China’s savage crackdown on dissidents this year reflect deep concerns about the economy and the disaffection of poorer Chinese as much as the impact of Middle Eastern revolutions, according to an Australian China expert.
The disappearance of prominent artist Ai Weiwei and the mysterious detention and release of Australian author Yang Hengjun are only two prominent cases in the recent crackdown on bloggers, activists and lawyers.
According to the Chinese Human Rights Defenders website, which monitors the Chinese government’s assaults on human rights, at the end of March 29 people had been detained and another 30 disappeared in relation to anonymous calls for a Jasmine Revolution, following uprisings in the Middle East. CHRD’s Renee Xia has explained how the crackdown order was issued and how provincial agencies are using it to fatten their budgets: China’s budget for internal stability has increased more than 20% in the past 12 months, to more than $US95 billion. Simultaneously, the regime has strengthened its efforts to censor the internet, not merely through blunt mechanisms such as filtering out references to Egypt but now by interfering with private networks used to avoid its net filtering system.
The assaults, arrests and disappearances are a further retreat from the always-tenuous rule of law in China. In early March, a foreign ministry official accused dissidents of “using the law as a shield” and that “no law can protect them“. In January, Prof Jerome Cohen, of the New York University Law School, suggested that the regime of Hu Jintao had gone backwards on the rule of law in recent years.
That’s partly because lawyers are a particular target of the dictatorship. The UN Working Group on Enforced or Involuntary Disappearances on Friday criticised China for a wave of disappearances of students, human rights activists and lawyers. The Working Group and Cohen singled out the case of China’s best human rights lawyer, Gao Zhisheng, who has been detained, tortured and targeted for assassination by the regime, and who has not reappeared since vanishing in April last year.
But the crackdown is only the culmination of a longer attempt by the Chinese government to head off rising economic discontent, dating back to before the Olympic Games, according to Dr Ann Kent, of ANU’s College of Law. She says there’s considerable social unrest among workers and in rural communities that have failed to benefit from China’s rapid economic growth. “It’s not coming from the middle class, as had been anticipated,” Kent says, “but it’s coming from the have-nots.”

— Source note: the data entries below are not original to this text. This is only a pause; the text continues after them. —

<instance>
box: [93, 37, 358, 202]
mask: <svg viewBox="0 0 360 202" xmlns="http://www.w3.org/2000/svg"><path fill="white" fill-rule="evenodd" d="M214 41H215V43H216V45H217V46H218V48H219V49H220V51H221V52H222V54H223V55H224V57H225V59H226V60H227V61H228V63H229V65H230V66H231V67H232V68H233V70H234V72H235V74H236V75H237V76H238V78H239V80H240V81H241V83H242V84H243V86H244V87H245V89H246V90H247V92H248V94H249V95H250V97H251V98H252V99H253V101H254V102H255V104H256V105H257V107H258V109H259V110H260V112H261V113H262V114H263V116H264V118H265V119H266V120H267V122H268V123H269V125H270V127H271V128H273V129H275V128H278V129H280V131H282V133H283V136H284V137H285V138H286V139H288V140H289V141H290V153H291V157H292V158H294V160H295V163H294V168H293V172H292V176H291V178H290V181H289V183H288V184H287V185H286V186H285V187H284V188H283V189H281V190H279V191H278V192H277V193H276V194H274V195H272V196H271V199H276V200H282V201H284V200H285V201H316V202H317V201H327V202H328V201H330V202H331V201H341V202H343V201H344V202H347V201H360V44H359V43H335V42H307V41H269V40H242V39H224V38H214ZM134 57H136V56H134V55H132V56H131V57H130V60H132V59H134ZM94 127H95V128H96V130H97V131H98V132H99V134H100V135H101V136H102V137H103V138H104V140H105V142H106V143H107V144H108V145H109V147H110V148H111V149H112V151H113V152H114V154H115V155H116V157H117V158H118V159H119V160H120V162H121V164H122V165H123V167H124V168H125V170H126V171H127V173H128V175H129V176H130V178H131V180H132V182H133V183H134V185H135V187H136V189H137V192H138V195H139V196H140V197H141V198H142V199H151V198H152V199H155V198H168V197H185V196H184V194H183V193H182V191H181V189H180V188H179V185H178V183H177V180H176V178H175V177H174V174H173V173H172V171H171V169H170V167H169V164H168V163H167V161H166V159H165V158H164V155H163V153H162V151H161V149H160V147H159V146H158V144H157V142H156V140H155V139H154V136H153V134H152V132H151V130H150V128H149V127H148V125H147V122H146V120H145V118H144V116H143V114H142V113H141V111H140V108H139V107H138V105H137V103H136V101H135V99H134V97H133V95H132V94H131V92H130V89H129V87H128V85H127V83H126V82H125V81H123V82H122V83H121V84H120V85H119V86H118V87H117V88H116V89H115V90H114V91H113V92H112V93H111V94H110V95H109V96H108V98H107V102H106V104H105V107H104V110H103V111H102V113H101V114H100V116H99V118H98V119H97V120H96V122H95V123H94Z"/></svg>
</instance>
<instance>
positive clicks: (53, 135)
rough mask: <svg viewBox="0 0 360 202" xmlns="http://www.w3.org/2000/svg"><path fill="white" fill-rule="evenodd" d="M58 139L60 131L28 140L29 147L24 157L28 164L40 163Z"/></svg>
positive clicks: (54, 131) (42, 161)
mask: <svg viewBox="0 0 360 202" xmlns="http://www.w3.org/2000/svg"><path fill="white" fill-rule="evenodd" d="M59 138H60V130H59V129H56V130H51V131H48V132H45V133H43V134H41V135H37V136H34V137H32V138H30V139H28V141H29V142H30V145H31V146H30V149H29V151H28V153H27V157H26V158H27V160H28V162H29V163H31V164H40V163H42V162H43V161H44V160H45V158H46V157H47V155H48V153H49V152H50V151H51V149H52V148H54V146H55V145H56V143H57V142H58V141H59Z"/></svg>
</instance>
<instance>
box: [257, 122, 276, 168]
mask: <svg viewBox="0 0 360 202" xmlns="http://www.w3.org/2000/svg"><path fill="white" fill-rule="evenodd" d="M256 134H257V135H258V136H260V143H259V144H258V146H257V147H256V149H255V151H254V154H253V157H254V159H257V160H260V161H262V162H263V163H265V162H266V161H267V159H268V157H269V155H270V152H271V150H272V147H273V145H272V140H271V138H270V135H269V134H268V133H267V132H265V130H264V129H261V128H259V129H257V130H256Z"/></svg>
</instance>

The Chinese government has been trying to address unrest by developing a universal social security system, but recent economic developments have put further pressure on the government. “They’ve got problems with inflation, they’ve had to raise their interest rates, they’re trying to bring down the cost of housing,” says Kent. “The leadership is feeling more threatened and particularly after the outbreak of the Jasmine Revolution.”

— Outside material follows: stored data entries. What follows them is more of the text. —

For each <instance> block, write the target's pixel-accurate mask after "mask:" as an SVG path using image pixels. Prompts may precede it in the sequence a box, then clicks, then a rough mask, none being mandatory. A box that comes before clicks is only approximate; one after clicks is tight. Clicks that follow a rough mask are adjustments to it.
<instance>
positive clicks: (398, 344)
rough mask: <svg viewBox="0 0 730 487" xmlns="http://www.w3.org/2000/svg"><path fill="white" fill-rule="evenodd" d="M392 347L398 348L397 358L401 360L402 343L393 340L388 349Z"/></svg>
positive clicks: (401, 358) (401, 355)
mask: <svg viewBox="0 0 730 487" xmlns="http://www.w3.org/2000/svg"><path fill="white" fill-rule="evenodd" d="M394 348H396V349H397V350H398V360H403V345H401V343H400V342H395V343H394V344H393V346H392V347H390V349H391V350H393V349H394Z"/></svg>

The redistributive measures have also, Kent says, strengthened the hand of Party conservatives, who are more comfortable with centralised control and a harder line on freedom.
The Middle East revolutions are therefore best understood as fuelling a cocktail of stresses for the Chinese leadership. “When you have problems of inflation and social unrest and high cost of living and on top of that you have influential movements coming from other developing countries, rather than the West, the Chinese feel on their mettle.”
Kent also believes Yang Hengjun was fortunate as he was likely only released because of Julia Gillard’s pending visit to China, and suggests Gillard revisit the case of Stern Hu while there, raising the possibility of his serving his sentence in Australia. “If the Prime Minister were canny, she might try to put a little bit of pressure on by raising the question of Stern Hu, as I know the Chinese did speak at one stage of negotiating extradition, and they still consider it something that could be revived.”
This article has been corrected: Prof Jerome Cohen is from New York University Law School, not the US Council on Foreign Relations. He was speaking at the Council.